TweetsKB has been used in various research projects in diverse disciplines, e.g., social, political and computer science. Some examples are mentioned below. In SAFE-19, TweetsKB data has been used to study solidarity attitudes on twitter with respect to democracy ², economy, and health (cf. Fig 5). In a related project called DD4P, data from TweetsKB helped understanding vaccination hesitancy in Germany (cf. FIG 6). AI4Sci is another project based on TweetsKB that addresses the challenge of developing hybrid Artificial Intelligence (AI) methods for detecting and interpreting scientific claims in big data from online discourses ³. The dataset TweetsCOV19 ⁴ is a dataset containing COVID-19-related tweets extracted from TweetsKB that has been used in the COVID-19 Retweet prediction challenge part of the CIKM2020 AnalytiCUP. The task of the challenge was to predict the veracity of a covid-19 tweet, which is an important task with respect to misinformation spreading.

FIG5 Number of tweets related to democracy, economy, health, and solidarity over time.

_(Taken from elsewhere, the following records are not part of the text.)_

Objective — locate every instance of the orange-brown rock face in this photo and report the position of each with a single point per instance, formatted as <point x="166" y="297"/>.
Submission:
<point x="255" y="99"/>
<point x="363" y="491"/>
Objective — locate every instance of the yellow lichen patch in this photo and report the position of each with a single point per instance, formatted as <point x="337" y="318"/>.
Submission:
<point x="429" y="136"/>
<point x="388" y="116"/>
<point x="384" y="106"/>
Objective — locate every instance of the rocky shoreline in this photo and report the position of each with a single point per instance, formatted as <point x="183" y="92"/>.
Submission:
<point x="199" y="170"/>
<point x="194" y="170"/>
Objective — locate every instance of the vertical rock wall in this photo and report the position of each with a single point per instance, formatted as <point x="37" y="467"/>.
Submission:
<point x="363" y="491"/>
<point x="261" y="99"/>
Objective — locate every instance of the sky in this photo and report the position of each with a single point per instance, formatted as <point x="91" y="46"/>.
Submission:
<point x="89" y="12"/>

FIG6 Number of tweets and sentiments showing vaccination hesitancy in Germany.

Outlook

With the current uncertainty about the future of public access to Twitter APIs and the prospect of less affordable options in that regard, access to historical data archives has become even more crucial and researchers have started to question their reliance on third-party APIs. While the future of Twitter archival activities like the ones introduced here also relies on some form of data access, we aim to continue preservation of Twitter data in the future and will provide TweetsKB as an openly available research corpus for the community.

References

Fafalios, P., Iosifidis, V., Ntoutsi, E., & Dietze, S. (2018). Tweetskb: A public and large-scale rdf corpus of annotated tweets. In The Semantic Web: 15th International Conference, ESWC 2018, Heraklion, Crete, Greece, June 3–7, 2018, Proceedings 15 (pp. 177-190). Springer International Publishing.
Katsanidou, A., Kneuer, M., Bensmann, F., Dimitrov, D., & Dietze, S. (2023). Limitations of democratic rights during the Covid-19 pandemic—exploring the citizens’ perception and discussions on dangers to democracy in Germany. Zeitschrift für Vergleichende Politikwissenschaft, 1-27.
Hafid, S., Schellhammer, S., Bringay, S., Todorov, K., & Dietze, S. (2022, October). SciTweets-A Dataset and Annotation Framework for Detecting Scientific Online Discourse. In Proceedings of the 31st ACM International Conference on Information & Knowledge Management (pp. 3988-3992).
Dimitrov, D., Baran, E., Fafalios, P., Yu, R., Zhu, X., Zloch, M., & Dietze, S. (2020, October). Tweetscov19-a knowledge base of semantically annotated tweets about the covid-19 pandemic. In Proceedings of the 29th ACM International Conference on Information & Knowledge Management (pp. 2991-2998).